I see. Ok, it is not that much of an issue for me to carry one 
out-of-tree patch if needed.

>>>>>> 2. Set exp_info.size = omap_gem_mmap_size(obj); when exporting a 
>>>>>> BO. That way importer knows the real BO memory size (including 
>>>>>> alignment etc) so he will be able to calculate the number of pages 
>>>>>> he needs to map the scatterlist.
>>>>>
>>>>> Can you elaborate what this means?
>>>>>
>>>>
>>>> When we align to page, we shall report the size including the 
>>>> alignment, no? Or, it is the importer that shall take care to 
>>>> calculate BO size( including the alignment) based on scatterlist if 
>>>> he needs to?
>>>
>>> I'm not sure... But I guess the export size should include the 
>>> alignment.
>>>
>>
>> My understanding as well. Will sent that change as a part of page 
>> alignment patch.
>>
>>> Hmm... I haven't had enough coffee yet, but how does this go... Let's 
>>> say we have a tiled fb, and the width gets expanded to a page. What 
>>> happens to reads/writes that happen outside the fb, but still within 
>>> the page? Those should cause an error or do nothing, but is it 
>>> possible that they go through TILER and get mapped to some real 
>>> memory location?
>>>
>>
>> I lack the details here, but reading through TRM leaves me with the 
>> impression that TILER smallest unit is a tile, and every tile is 
>> backed by a real memory page (4KiB), so outside read-writes will end 
>> up in memory that's there but unused and will do nothing.
>>
>> omap_gem_new() calls tiler_align(), which in turn seems to return 
>> page-aligned size, so I think there is no issue here.
> 
> Maybe, but, consider this example, with numbers totally out of thin air: 
> We have a fb with the width of 32 pixels, so 128 bytes. If we have tiles 
> which cover 32 x 32 pixels (so 4096 bytes with 4 bpp), we need one tile 
> to cover the width. But we have all the rest of the page mapped, so 3968 
> bytes that are not covered with a tile (or rather, we haven't configured 
> that tile, or maybe the tile contains old configuration).
> 
> I could be totally wrong here, as I don't remember the details. But I do 
> think that it's very easy to get this wrong, creating memory corruptions 
> and/or security violations.
> 

I see what you mean and I think you are right. What about configuring 
(if we use your made-up values) those 31 'unused' TILER entries to point 
to the same page tile 1 points to? If we need more than one tile (say N) 
to cover the width, apply the same logic, like, tile N+1 points to page 
1, N+2 to page 2 and so on. Or, allocate one extra page and setup all 
'unused' tiles to point to it? Both will guarantee no other memory can 
be accessed, IIUC, though I prefer the 'overlap' workaround.

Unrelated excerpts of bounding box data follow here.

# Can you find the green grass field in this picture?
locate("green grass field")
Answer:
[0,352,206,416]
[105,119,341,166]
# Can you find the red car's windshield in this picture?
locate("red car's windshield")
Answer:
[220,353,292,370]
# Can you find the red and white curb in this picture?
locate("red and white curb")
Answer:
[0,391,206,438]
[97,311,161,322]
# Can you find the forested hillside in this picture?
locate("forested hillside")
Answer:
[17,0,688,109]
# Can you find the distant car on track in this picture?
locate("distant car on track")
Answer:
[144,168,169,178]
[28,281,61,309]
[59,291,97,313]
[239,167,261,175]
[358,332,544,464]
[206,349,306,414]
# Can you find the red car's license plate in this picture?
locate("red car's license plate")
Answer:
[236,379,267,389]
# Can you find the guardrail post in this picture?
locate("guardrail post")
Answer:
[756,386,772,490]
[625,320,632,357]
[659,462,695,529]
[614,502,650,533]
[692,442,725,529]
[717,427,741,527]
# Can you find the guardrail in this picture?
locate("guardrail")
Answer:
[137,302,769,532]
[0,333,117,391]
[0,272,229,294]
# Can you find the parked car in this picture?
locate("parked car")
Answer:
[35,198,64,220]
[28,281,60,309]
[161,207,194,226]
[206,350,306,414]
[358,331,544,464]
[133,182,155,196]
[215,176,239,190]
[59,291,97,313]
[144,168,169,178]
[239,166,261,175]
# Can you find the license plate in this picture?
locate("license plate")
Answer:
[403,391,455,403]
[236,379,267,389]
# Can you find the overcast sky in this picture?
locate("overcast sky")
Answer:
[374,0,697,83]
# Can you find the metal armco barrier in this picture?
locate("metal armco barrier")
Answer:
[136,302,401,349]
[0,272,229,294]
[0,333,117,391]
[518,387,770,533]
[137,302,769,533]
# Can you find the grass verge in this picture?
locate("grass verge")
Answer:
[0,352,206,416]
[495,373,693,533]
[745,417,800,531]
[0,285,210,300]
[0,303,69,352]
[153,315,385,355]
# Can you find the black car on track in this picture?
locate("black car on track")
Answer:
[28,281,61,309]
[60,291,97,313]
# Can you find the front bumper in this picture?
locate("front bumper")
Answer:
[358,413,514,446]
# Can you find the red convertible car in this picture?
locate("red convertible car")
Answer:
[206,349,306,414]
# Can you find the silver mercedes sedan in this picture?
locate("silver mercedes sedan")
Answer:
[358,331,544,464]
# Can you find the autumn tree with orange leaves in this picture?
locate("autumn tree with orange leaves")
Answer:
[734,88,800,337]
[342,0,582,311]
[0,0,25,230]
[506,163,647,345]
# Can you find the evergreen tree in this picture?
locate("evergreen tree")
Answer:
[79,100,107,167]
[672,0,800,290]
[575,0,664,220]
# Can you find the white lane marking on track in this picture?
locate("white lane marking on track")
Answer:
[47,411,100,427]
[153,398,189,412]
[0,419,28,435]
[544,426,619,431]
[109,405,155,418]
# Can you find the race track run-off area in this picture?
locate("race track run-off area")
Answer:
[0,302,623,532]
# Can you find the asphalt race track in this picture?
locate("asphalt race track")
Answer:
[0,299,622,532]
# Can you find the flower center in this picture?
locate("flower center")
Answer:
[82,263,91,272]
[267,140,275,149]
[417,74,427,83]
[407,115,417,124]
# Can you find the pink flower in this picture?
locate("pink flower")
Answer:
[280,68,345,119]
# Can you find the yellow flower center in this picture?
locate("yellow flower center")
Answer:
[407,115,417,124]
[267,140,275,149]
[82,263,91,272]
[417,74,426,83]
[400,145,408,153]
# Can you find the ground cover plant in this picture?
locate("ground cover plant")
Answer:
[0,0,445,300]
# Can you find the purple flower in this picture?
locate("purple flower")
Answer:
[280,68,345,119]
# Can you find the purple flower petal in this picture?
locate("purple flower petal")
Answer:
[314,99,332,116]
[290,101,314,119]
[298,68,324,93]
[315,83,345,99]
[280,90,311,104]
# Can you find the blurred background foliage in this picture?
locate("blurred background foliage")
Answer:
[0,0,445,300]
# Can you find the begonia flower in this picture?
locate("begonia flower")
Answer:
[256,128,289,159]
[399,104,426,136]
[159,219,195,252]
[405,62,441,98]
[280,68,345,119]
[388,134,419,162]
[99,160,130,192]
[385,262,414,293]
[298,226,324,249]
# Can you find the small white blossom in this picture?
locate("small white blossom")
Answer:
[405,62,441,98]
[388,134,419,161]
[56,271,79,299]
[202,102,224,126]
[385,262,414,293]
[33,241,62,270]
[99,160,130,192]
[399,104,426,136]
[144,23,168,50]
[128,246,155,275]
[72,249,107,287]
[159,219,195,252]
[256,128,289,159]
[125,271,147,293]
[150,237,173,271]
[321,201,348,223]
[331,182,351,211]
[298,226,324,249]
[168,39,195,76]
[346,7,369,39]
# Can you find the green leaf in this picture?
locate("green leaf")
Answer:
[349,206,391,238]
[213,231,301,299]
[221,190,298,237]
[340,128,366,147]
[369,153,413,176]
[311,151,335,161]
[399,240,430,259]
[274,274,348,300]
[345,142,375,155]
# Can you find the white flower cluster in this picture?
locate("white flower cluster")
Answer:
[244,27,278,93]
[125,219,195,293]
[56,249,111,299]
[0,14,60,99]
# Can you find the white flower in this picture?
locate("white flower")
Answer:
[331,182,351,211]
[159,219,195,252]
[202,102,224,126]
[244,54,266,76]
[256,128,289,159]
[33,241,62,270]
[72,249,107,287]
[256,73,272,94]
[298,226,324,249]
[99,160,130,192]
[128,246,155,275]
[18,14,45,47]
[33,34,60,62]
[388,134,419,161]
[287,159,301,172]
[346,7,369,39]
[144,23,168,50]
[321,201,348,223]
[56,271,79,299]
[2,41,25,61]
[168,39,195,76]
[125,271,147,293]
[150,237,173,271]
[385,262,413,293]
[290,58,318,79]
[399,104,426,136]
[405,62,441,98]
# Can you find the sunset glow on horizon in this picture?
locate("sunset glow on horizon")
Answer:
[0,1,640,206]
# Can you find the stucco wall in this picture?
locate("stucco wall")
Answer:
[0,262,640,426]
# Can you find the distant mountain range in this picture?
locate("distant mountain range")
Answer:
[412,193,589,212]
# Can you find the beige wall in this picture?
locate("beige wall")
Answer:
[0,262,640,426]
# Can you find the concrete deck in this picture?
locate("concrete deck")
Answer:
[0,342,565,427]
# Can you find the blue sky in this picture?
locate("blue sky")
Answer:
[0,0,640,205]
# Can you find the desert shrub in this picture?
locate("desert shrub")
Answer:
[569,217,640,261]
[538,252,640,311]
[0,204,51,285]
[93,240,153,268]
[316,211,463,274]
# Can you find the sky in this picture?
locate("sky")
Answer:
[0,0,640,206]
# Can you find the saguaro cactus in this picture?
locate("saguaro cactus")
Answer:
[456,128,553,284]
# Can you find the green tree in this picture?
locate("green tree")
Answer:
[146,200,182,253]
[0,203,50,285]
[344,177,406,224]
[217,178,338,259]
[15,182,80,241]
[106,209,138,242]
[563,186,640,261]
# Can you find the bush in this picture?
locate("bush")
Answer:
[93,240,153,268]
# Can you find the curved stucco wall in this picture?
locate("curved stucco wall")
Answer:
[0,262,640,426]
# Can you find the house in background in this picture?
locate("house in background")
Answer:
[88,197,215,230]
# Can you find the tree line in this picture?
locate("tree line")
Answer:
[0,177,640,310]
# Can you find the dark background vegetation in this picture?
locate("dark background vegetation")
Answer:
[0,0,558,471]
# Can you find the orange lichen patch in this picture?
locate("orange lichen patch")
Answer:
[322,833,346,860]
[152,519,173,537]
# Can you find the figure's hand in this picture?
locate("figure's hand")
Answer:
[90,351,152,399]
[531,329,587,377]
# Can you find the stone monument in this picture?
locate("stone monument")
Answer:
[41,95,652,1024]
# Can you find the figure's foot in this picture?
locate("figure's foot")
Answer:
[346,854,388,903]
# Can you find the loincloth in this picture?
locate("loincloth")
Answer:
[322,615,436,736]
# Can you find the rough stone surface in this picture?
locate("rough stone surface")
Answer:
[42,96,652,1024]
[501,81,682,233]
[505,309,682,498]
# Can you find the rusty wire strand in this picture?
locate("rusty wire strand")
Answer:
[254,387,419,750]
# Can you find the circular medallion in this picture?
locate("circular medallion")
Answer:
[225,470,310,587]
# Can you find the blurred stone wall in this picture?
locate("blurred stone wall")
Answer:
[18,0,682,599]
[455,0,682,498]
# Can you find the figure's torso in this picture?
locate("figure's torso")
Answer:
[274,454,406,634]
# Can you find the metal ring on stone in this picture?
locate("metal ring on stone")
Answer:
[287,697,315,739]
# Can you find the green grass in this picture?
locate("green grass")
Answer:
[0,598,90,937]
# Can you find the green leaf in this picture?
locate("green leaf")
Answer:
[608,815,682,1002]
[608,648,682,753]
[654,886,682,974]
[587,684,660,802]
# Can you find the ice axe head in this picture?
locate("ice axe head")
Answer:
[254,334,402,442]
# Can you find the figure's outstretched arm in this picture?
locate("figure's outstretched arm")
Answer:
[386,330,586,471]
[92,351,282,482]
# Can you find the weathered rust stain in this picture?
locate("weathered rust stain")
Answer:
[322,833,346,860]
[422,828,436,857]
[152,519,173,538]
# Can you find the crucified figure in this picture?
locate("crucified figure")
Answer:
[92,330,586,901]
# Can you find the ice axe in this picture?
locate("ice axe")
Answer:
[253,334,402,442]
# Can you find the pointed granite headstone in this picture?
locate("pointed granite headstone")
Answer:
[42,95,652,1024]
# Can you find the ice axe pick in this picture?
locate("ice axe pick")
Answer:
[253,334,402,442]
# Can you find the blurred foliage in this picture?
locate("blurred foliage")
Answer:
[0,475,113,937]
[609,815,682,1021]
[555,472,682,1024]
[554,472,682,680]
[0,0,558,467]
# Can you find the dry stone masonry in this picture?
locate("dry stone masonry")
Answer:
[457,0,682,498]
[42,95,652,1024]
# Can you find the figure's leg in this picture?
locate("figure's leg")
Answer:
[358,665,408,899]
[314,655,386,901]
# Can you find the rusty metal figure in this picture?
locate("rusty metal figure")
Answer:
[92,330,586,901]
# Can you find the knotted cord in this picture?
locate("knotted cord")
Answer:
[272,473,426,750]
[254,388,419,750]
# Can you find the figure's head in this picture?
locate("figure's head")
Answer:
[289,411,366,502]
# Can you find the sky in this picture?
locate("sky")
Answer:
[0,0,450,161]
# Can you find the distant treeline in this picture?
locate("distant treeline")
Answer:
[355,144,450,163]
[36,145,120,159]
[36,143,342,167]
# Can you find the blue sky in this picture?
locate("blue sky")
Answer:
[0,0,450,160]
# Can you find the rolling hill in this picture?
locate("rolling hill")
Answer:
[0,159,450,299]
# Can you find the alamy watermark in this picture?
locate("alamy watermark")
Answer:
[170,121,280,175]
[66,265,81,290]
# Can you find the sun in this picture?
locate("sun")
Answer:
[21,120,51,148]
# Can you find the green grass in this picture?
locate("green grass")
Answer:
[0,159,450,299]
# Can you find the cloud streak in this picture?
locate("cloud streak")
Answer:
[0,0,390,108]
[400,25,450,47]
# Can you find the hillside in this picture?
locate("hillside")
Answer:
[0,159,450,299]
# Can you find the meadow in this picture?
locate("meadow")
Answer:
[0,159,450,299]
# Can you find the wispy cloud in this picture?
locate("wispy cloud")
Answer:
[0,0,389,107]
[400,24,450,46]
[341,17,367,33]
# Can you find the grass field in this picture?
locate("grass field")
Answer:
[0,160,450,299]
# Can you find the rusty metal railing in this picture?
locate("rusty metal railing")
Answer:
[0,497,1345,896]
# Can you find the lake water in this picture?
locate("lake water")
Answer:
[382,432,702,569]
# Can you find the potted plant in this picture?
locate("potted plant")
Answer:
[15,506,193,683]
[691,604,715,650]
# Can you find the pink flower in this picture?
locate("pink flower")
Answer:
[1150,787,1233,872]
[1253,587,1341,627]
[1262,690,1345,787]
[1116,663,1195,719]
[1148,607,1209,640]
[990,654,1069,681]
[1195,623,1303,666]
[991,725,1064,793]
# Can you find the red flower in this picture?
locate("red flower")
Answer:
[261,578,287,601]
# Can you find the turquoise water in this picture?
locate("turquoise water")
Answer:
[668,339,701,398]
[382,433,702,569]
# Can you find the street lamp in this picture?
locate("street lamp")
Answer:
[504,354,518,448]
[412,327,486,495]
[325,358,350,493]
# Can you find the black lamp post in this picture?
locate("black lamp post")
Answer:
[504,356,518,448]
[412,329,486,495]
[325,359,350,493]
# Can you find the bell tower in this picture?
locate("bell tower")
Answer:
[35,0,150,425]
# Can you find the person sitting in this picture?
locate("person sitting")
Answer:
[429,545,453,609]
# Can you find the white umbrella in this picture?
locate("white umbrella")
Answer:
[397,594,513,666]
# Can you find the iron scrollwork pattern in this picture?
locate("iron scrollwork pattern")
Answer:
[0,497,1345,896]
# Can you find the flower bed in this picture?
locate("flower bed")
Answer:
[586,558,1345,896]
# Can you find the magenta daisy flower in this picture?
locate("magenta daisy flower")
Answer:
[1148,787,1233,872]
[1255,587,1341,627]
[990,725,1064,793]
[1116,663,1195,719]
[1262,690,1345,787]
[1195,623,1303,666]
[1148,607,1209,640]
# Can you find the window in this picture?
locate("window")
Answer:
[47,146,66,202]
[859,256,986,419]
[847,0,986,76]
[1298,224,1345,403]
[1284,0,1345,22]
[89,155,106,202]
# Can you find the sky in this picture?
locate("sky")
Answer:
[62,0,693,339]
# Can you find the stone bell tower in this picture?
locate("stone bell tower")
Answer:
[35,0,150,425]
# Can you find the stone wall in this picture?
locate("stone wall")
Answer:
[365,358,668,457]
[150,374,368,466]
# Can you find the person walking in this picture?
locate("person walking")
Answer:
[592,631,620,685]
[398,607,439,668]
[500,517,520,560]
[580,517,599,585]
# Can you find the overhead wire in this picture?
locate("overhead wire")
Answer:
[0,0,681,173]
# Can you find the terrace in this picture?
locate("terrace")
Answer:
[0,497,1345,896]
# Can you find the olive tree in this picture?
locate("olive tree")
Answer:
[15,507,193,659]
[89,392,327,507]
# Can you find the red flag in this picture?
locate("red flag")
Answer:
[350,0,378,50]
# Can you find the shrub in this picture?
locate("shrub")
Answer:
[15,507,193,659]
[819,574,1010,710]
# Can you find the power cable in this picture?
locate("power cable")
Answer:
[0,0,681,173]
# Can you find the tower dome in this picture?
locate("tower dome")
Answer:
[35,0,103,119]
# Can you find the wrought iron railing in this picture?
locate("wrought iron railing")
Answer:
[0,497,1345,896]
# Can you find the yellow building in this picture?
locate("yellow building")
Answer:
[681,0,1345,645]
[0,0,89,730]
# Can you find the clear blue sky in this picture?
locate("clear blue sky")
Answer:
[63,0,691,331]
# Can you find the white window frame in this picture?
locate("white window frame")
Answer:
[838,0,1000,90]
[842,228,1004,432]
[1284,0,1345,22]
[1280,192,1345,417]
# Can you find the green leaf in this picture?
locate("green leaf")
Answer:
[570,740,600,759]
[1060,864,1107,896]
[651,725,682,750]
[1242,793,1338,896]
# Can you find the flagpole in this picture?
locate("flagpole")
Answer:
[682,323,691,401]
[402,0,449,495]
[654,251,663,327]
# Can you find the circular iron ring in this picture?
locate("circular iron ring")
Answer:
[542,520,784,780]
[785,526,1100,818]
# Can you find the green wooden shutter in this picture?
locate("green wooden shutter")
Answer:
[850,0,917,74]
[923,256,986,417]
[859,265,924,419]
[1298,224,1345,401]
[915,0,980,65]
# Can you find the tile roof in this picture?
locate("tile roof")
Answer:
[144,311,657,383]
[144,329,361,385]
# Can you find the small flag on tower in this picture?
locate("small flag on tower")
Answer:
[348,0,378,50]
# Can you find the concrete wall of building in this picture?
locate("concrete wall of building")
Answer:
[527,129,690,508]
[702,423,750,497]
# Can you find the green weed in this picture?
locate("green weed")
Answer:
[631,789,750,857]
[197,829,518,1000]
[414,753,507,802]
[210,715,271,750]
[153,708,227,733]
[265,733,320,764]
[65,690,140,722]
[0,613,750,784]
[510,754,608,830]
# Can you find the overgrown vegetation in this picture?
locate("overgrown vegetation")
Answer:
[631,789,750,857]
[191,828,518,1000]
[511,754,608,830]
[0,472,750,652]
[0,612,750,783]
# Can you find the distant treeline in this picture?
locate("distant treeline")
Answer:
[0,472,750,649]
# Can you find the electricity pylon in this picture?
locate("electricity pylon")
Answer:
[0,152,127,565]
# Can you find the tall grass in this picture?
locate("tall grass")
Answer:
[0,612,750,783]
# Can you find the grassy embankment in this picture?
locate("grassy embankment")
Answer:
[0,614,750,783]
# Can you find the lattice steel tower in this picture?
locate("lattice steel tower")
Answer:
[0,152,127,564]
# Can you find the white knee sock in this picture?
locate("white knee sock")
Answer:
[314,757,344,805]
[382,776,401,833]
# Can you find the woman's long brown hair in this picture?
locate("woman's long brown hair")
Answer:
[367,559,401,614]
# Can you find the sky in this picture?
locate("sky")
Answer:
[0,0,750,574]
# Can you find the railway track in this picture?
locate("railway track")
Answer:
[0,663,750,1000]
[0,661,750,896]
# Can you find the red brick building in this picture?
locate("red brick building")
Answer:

Also, we can have a single page used to back all the 'unused' tiler 
entries, for all the TILER BOs, but with such an attributes that it is 
not actually accessible (not sure how such a page shall be allocated 
though), so if someone tries to access memory outside of the allowed 
region and hits that page, we'll either have SEGFAULT or OOPS.

Ivo